In meinem Klassenzimmer befindet sich eine grosse Bibliothek mit weit über dreihundert Büchern – Literatur für junge Erwachsene zu allen möglichen Themen. Meine Lernenden sollen lesen, nach
freier Auswahl, in ihrem eigenen Lesetempo – und sich dann aber auch individuell mit den Texten beschäftigen; Aufträge dazu gibt es in Hülle und Fülle. Das kann eine Buchbesprechung, ein
Beziehungsschema des Romans, eine kurze Präsentation vor der Klasse sein. Und
als Folge dieser intensiven Lektüre soll aber auch geschrieben werden – nicht nur Zusammenfassungen oder Erörterungen, sondern auch belletristische Texte. Die Königsdisziplin des Romans ist dabei
eine ziemlich hohe Hürde, wobei ich im Verlauf meiner Dokumentation auch noch auf ein Romanprojekt hinweisen werde. So bietet sich die Gattung der Kurzgeschichte – der Short Story – als
geeignetes Genre an, um erste fantasievolle Schreibversuche zu wagen. Ich möchte mich damit bis zu einem gewissen Grad zum «creative writing» abgrenzen, denn es erscheint mir wichtig, dass auch
bei belletristischen Schreibanlässen klare Leitplanken und Vorgaben gesetzt werden.
Mit diesen Ideen habe ich im Frühjahr 2019 mit meinen Lernenden das Projekt «Short Storys – jeder kann schreiben» gestartet; ein Schreibversuch, den ich als sehr gelungen betrachte und der
auf durchwegs positive Rückmeldungen gestossen ist.
Im folgenden Jahr habe ich mit einer neuen Klasse das Projekt im Fernunterricht noch etwas ausgeweitet. Entstanden
ist wiederum eine Kurzgeschichten-Sammlung mit 16 Storys, denen ich den letzten Schliff verliehen und für ein einheitliches Layout gesorgt habe. Auf der eigens für unser Projekt entworfenen
Homepage stellten wir unser Produkt vor und versuchten, mit den sozialen Medien möglichst viel Aufmerksamkeit zu erlangen.
Ab Beginn des letzten Quartals starteten wir den Verkauf.
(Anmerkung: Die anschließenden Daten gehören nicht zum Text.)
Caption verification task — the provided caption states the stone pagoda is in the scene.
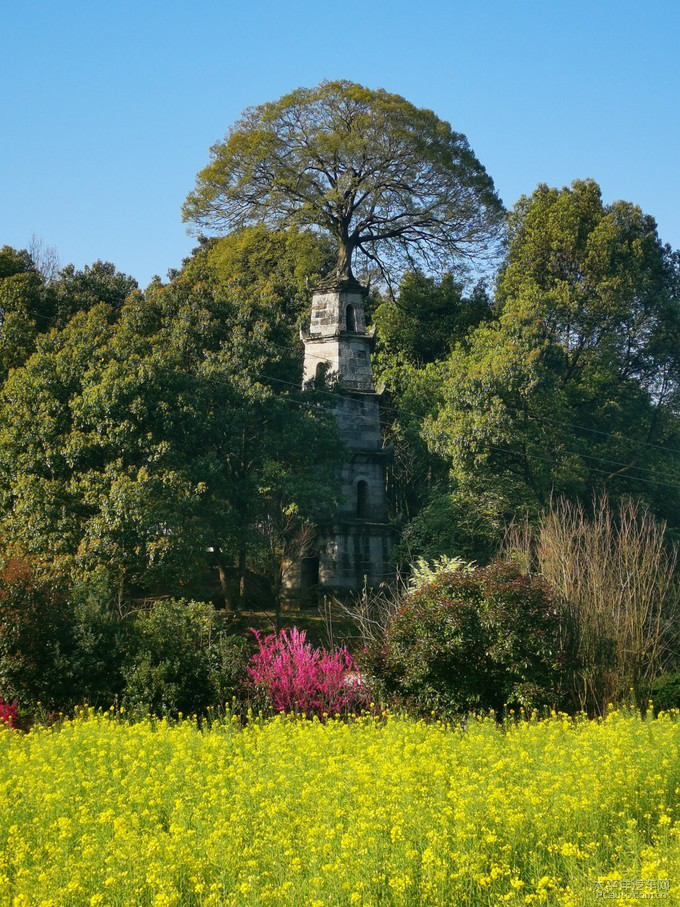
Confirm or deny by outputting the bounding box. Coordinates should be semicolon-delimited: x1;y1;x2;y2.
286;277;394;601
Die Rückmeldungen unserer Leserinnen und Leser waren sehr positiv, das Langenthaler Tagblatt und der Unter-Emmentaler berichteten
über das Projekt. Ende Juni durften wir auf unserem, eigens für dieses Projekt erstellte Konto ein Total von rund CHF 2'000.-- feststellen, die Hälfte davon durften wir als Gewinn ausweisen.
So konnten wir also CHF 500.-- der Glückskette, zu Gunsten der Coronahilfe Schweiz, überweisen und andererseits in der letzten Schulwoche unser Schlussessen finanzieren.
Und nun stehe ich – erneut mit einer neuen Klasse – vor der dritten Runde meiner Schreibwerkstatt. Neue Ideen kursieren in meinem Kopf, nun geht es darum, die Lernenden langsam an den
Schreibprozess heranzuführen. Die
Lernenden sind motiviert, und durch den hoffentlich andauernden Präsenzunterricht werden sie auch bei Vermarktung und Vertrieb mehr Verantwortung übernehmen dürfen.